Defendant was charged by indictment with aggravated unlicensed operation of a motor vehicle in the first degree (two counts), stemming from his conduct in driving on two separate occasions while his license was suspended, having then in effect 10 or more suspensions of his driving privileges. Defendant thereafter pleaded guilty as charged in the indictment and purported to waive his right to appeal in exchange for concurrent sentences on each count of five years of probation, in addition to two separate $500 fines. Supreme Court sentenced defendant pursuant to the terms of the plea agreement, and imposed a $300 surcharge, among other fees. Defendant appeals.
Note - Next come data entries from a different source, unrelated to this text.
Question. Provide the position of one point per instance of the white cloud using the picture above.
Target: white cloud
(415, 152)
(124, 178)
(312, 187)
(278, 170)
Initially, as the People concede and our review of the record confirms, defendant's appeal waiver is invalid. Supreme Court's oral colloquy was overbroad, suggesting that the waiver was an absolute bar to appellate review (see People v. Knowlton, 207 A.D.3d 1002, 1002, 170 N.Y.S.3d 921 [3d Dept. 2022] ; People v. Anthony, 201 A.D.3d 1028, 1029, 160 N.Y.S.3d 448 [3d Dept. 2022], lv denied 38 N.Y.3d 1069, 171 N.Y.S.3d 454, 191 N.E.3d 406 [2022] ). The language in defendant's written waiver was similarly overbroad and, thus, failed to cure the court's oral colloquy so as to "ensure that defendant understood the distinction that some appellate review survived the appeal waiver" ( People v. Mayo, 195 A.D.3d 1313, 1314, 149 N.Y.S.3d 379 [3d Dept. 2021] [internal quotation marks and citations omitted]; accord People v. Anthony, 201 A.D.3d at 1029, 160 N.Y.S.3d 448 ). Accordingly, defendant's waiver of the right to appeal was not knowing, voluntary and intelligent and is therefore invalid (see People v. Darby, 206 A.D.3d 1165, 1166–1167, 170 N.Y.S.3d 279 [3d Dept. 2022], lv denied 38 N.Y.3d 1149, 174 N.Y.S.3d 50, 194 N.E.3d 757 [2022] ; People v. Robinson, 195 A.D.3d 1235, 1236, 145 N.Y.S.3d 864 [3d Dept. 2021] ).
Given the invalid appeal waiver, defendant's challenge to the severity of his sentence is not precluded (see People v. Knowlton, 207 A.D.3d at 1003, 170 N.Y.S.3d 921 ; People v. Pompey, 203 A.D.3d 1411, 1412, 164 N.Y.S.3d 718 [3d Dept. 2022], lv denied 38 N.Y.3d 1009, 168 N.Y.S.3d 376, 188 N.E.3d 568 [2022] ). Nevertheless, in view of defendant's criminal history, we do not find the negotiated sentence of probation imposed, rather than a term of imprisonment (see Vehicle and Traffic Law § 511[3][b] ; Penal Law § 70.00[2][e] ; [3][b]), to be unduly harsh or severe (see CPL 470.15[6][b] ). Similarly, the $500 fines imposed were at the mandatory statutory minimum amount (see Vehicle and Traffic Law § 511[3][b][i] ). We find no merit in defendant's argument that separate fines should not have been imposed on each offense, as Penal Law § 80.15, which restricts the imposition of multiple fines for multiple offenses, is expressly inapplicable to any offense set forth in the Vehicle and Traffic Law (see Penal Law § 80.15 ).
Finally, although defendant's challenge to the $300 surcharge is unpreserved for our review (see Vehicle and Traffic Law § 1809[1][c] ; People v. Smith, 57 A.D.3d 1410, 1411, 870 N.Y.S.2d 209 [4th Dept. 2008] ; see generally People v. Hoti, 12 N.Y.3d 742, 743, 878 N.Y.S.2d 645, 906 N.E.2d 373 [2009] ; People v. Nieves, 2 N.Y.3d 310, 315, 778 N.Y.S.2d 751, 811 N.E.2d 13 [2004] ), we nevertheless exercise our interest of justice jurisdiction to modify the surcharge, as the authorized mandatory surcharge applicable here is $83 rather than the $300 imposed (see Vehicle and Traffic Law §§ 1809[1][c] ; 1809–e [1][a]; People v. Smith, 57 A.D.3d at 1411, 870 N.Y.S.2d 209 ). We thus modify the judgment by reducing the mandatory surcharge imposed accordingly (see People v. Grumberg, 153 A.D.3d 1525, 1527, 62 N.Y.S.3d 199 [3d Dept. 2017] ).
Clark, J.P., Aarons, Ceresia, Fisher and Mackey, JJ., concur.
ORDERED that the judgment is modified, as a matter of discretion in the interest of justice, by reversing so much thereof as imposed a $300 surcharge; surcharge reduced to $83; and, as so modified, affirmed.